Early on, you’ll be tasked with finding the moon-bear king’s magical scissors: Calibrus. These scissors allow for Kutaro to navigate in a different way. In a similar manner to Kirby’s Epic Yarn, Kutaro can attach himself to a seam and hammer the square button to travel along using the scissors – the faster you hammer square, the quicker he’ll move.
Tight controls are the order of the day, and I’m slightly proud of myself that this is the first time I’m mentioning LittleBigPlanet. At first glance, you’ll definitely feel a strong hint of LBP about Puppeteer, but further exploration of the mechanics will soon make you realise that, although yes, it does look slightly LBP-ish, the controls (specifically the jumping) are much tighter than its platform-buddy. In fact, the only issue I had at all with the controls were using jump pads, which seemed (at times) hit or miss and caused a few frustrating deaths. Checkpoints are pretty generous, however, so it’s never a big deal – but it’s definitely something that could be tightened up between now and the game’s final release.
As you explore the environment, certain background items will hold either new heads, or magic pieces that you can collect. Every time you get 100 of these star-type pieces, you will get another chance, should you lose all your heads and die. Exploring the backgrounds is done with a secondary character (initially the moon-cat, Ying-Yang). Moving the right stick will move Ying-Yang (and later, his replacement) around, and if you find an item you think is hiding something, you just have to hit R2 to examine it.
The levels are split into acts and curtains (chapters and levels – 3 curtains per act), and the multitude of creative boss-fights (some gave me Shadow of Colossus vibes) and generally unique looking levels, combined with tight platforming controls should be enough for any gamer, but Sony Japan have even included fairy tales that are unlocked after each act is completed. Relevant to the plot, fleshing out details and backstory of the players, these are gorgeous, partially animated books that are narrated by the same person narrating the game itself.

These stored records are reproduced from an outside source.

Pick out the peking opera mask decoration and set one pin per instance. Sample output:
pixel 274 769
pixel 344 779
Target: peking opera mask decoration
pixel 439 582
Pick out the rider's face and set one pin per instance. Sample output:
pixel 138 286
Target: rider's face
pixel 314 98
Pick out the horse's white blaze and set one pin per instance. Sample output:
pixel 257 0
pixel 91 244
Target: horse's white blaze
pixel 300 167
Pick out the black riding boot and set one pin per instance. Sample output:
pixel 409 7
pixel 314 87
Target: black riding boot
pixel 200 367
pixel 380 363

Maybe I’m the only one who has been surprised by Puppeteer, but this is a game that has come completely out of left-field, utterly blown me away, and left me wondering why other games can’t be as creative, as gorgeous, as clever and inclusive as this one. Puppeteer appears to appeal to every demographic, despite moments of darkness here and there, the visual style alone elevates this one from casual passing interest, to a must-buy. Throw in the excellent controls, ideas that feel fresh and new, and by now you should be getting the picture: this is one to watch very, very closely. With this generation drawing to a close, it’s incredible that Sony just keep bringing us these high-quality games, it really is.